From @bitchwanti: "Who is this, grandma?” asked Anya, touching the grainy, black and white image of a strikingly beautiful woman. "It's me", she replied with a tender smile. Anya looked surprised, as she searched the wrinkled face for hints of lost beauty. In its decadence it shone through.
From @swaravali: For Natasha, self-indulgence stopped at books, each one of which was her own. Over the years, she had pangs of guilt, considering the money she was spending on them, but the joy of reading would far outweigh. Much as it might seem like an obsession those long nights of reading into the wee hours…priceless.
From @donbratman: He just won the Olympic gold.
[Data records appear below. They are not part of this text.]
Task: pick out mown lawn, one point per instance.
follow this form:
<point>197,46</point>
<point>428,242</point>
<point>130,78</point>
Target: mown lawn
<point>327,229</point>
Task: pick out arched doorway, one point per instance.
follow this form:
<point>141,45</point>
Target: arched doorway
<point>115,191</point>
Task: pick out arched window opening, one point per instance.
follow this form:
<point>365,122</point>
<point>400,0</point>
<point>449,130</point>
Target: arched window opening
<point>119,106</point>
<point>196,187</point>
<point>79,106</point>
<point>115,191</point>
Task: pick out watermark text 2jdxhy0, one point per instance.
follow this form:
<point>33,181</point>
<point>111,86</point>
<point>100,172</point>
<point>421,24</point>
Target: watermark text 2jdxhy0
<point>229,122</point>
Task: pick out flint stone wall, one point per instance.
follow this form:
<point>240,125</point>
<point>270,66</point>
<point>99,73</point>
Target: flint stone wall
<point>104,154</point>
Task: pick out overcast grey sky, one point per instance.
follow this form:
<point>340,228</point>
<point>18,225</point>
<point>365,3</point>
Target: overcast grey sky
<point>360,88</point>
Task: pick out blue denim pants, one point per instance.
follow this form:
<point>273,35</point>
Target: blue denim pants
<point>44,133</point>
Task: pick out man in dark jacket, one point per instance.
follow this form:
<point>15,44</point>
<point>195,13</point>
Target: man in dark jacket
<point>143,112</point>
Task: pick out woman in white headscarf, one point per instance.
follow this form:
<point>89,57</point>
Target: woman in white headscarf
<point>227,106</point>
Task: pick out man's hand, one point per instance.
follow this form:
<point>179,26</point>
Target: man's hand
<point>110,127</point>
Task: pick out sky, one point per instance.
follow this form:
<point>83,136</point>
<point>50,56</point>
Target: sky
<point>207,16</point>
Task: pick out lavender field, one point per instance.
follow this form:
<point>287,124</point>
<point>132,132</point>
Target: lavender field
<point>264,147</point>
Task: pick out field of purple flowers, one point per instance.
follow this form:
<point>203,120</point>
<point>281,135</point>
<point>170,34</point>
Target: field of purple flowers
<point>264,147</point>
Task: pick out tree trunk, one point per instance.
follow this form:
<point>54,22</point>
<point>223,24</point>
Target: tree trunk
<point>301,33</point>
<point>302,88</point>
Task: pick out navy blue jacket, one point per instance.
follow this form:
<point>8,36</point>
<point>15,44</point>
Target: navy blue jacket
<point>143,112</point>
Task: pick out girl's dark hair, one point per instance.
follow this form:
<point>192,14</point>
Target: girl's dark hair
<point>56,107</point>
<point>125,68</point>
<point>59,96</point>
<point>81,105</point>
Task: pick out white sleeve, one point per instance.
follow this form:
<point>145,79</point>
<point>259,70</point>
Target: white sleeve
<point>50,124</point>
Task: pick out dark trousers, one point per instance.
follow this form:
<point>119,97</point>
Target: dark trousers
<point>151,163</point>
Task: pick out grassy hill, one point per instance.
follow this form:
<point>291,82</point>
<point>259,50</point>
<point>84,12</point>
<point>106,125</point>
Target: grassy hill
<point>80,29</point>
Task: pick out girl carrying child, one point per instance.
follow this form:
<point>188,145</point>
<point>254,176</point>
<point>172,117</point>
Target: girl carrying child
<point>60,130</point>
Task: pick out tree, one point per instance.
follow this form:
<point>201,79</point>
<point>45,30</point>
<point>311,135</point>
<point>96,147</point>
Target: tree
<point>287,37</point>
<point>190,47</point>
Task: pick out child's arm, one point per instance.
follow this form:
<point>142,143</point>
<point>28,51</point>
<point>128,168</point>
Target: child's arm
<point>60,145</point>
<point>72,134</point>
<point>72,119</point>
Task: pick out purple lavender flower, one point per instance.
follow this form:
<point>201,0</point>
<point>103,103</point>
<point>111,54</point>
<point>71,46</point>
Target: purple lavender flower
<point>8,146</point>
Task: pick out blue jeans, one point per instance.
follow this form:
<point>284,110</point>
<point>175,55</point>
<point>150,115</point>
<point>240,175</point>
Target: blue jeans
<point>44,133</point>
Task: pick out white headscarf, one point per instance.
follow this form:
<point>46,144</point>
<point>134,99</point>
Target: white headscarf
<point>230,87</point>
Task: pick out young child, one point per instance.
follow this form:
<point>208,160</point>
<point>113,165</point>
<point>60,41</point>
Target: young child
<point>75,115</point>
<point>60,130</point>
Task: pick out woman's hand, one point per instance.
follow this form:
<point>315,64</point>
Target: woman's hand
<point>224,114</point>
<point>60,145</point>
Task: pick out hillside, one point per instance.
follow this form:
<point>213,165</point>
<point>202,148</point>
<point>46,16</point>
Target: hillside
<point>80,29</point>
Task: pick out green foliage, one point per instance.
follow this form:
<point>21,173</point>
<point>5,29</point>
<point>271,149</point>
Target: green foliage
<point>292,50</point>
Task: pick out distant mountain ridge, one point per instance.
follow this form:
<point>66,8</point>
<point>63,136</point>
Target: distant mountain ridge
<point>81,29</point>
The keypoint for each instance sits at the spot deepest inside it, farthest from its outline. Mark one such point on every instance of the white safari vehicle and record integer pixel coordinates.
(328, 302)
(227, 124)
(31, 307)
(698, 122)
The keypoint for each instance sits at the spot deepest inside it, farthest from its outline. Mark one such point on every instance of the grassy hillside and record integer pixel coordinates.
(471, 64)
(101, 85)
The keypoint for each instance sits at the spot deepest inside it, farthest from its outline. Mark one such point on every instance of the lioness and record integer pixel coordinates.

He could knock anyone out. Suddenly, this man mocked him. He took his stance and asked him to bring it on. The mocker took stance. Outside, the doctor took notes about the legendary boxer. He was yelling at a mirror. He wasn't improving. He walked to the next ward.
From @anushreekejriwa: Nadia was a resident of Kabul and was very beautiful. She loved Ali and they dreamt of leading a happy life. The country got embroiled in turmoil; power in the name of religion grew which lead to the decadence of humanity. Love became a crime and they criminals. Their story never got written.
Caesar sighed. Constantinople had fallen.
“O Thanatos, why didst thou kill me that ides of March? Decadence of Rome, I canst bear.”
Enter Brutus. “Noble Caesar, dontcha worry. Rome shan’t fall overnight ‘coz Rome wasn’t built in a day. Lulz!”
“Brutus, you nigga. Thou stabbed my back, at least now spare my ass.” Exit Caesar.
From @Freelosopher: 13.75 billion years ago, it started with the Big Bang. Countless coincidences later, life flourished on planet Earth, an infinitesimal non-entity in our vast cosmos. Heaven was every place on Earth. Humans originated and evolved. And since then, what has taken millions of years to build has only taken a couple of thousand to break.